Humanist, Sept-Oct, 2004 by Hans G. Despain

As the war in Iraq worsens, approval of George W. Bush fades, and criticism of his administration mounts, conservatives who supported Bush in 2000 are denouncing him today. Pat Buchanan, Christopher Layne, and Scott McConnell of the American Conservative, George Will of the Washington Post, Jeffery Hart of the National Review, and conservative political scientists such as John Mearsheimer of the University of Chicago, Stephen Walt of Harvard University, and Christopher Preble of the Cato Institute have all sharply criticized the Bush administration's handling of foreign policy. Hart and Mearsheimer, who both voted for Bush in 2000, have publicly announced their enthusiastic support in this election year not for Bush but for John Kerry. In October 2003 many of these prominent foreign policy conservatives helped form the Coalition for a Realistic Foreign Policy (CRFP) as a direct effort to oppose the foreign policy of the Bush administration and the direction it is leading the country.

The impact these conservative intellectuals have had so far on the forthcoming elections is negligible.
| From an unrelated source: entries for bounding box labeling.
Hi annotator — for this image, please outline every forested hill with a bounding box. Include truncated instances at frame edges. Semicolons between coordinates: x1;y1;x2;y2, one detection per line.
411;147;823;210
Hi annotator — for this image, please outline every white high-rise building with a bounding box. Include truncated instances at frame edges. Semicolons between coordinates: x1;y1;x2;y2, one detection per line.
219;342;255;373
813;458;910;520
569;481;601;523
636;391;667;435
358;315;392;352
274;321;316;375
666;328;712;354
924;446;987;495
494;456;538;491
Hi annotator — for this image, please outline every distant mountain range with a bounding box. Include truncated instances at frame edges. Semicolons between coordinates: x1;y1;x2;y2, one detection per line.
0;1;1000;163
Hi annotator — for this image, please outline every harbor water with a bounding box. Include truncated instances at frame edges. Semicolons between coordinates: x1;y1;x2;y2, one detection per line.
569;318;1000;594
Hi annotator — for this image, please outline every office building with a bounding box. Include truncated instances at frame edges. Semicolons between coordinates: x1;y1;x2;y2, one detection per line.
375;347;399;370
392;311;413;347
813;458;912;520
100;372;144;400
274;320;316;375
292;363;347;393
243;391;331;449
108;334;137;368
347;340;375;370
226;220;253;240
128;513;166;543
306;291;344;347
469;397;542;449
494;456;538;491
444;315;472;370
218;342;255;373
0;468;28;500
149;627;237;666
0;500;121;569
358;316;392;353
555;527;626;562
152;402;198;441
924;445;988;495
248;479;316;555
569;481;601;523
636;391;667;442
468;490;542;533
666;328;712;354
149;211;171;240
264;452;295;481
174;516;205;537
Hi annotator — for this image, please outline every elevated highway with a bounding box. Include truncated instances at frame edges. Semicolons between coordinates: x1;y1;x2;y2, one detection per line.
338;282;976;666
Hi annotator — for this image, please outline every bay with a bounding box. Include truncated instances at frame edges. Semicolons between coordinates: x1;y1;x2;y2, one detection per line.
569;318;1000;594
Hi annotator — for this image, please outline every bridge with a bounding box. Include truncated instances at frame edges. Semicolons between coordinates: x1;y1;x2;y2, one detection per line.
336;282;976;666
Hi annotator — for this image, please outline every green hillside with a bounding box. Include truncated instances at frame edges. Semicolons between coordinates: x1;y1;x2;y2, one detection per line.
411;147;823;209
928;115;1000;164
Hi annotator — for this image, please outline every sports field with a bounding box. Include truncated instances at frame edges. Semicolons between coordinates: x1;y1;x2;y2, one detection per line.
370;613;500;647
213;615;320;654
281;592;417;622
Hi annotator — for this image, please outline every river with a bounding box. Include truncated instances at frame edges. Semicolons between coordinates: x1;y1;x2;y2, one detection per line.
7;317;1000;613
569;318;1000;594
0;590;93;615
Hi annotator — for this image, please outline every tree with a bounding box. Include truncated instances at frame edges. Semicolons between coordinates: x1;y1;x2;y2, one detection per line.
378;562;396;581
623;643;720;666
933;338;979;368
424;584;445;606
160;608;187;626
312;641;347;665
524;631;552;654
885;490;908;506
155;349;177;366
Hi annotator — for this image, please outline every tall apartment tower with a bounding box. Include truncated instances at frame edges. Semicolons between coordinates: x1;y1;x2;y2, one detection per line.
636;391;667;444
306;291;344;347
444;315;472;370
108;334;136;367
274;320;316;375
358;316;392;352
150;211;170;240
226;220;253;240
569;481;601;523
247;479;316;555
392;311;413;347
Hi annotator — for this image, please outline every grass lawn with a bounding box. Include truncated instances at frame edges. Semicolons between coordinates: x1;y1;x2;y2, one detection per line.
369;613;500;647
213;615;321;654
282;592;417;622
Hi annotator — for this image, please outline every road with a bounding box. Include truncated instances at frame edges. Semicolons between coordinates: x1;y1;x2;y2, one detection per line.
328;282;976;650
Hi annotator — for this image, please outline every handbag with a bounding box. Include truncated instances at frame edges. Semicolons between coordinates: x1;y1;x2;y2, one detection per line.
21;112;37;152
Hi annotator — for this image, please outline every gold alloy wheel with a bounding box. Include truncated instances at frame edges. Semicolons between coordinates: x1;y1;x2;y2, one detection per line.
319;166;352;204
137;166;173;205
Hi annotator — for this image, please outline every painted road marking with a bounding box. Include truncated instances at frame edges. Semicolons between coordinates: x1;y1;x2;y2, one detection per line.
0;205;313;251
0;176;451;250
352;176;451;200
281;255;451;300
According to a Time/CNN poll conducted shortly after the revelations in May of the abuses perpetrated by U.S. soldiers on Iraqi prisoners, Bush's approval rating for the first time during his presidency sank below his disapproval rating (46 percent versus 49 percent). Nonetheless the same polls have Kerry holding only a marginal lead over Bush.

In concert with CRFP, the Bush administration has lacked resolve, creativity, and action to properly confront the global conflicts that now face Americans. His administration arguably has failed to diminish terrorism and is certainly unable to contain it--and should also be condemned for augmenting the resolve of terrorists. At the same time the issues are complex and the right action quite perplexing. The uncertainty and the lack of a viable alternative have Americans seemingly unable to completely abandon Bush. Of the three most publicized alternatives, none are a clear improvement. Wesley Clark and Richard Clarke have merely emphasized that attention and military might must be directed toward al-Qaeda and Osama bin Laden. Aside from his position on Iraq, it isn't clear that John Kerry's foreign policy will be much different than the current U.S. foreign policy. Worse, Kerry's "alternative" plan for Iraq (as published in the Washington Post) may be less defensible than Bush's. Kerry's plan calls for participation by the United Nations, which is unrealistic due to both UN unwillingness and lack of capability. What is most remarkable of all these policies is the lack of comprehensiveness. What these policies and the Bush foreign policy have in common is the reaction of violence.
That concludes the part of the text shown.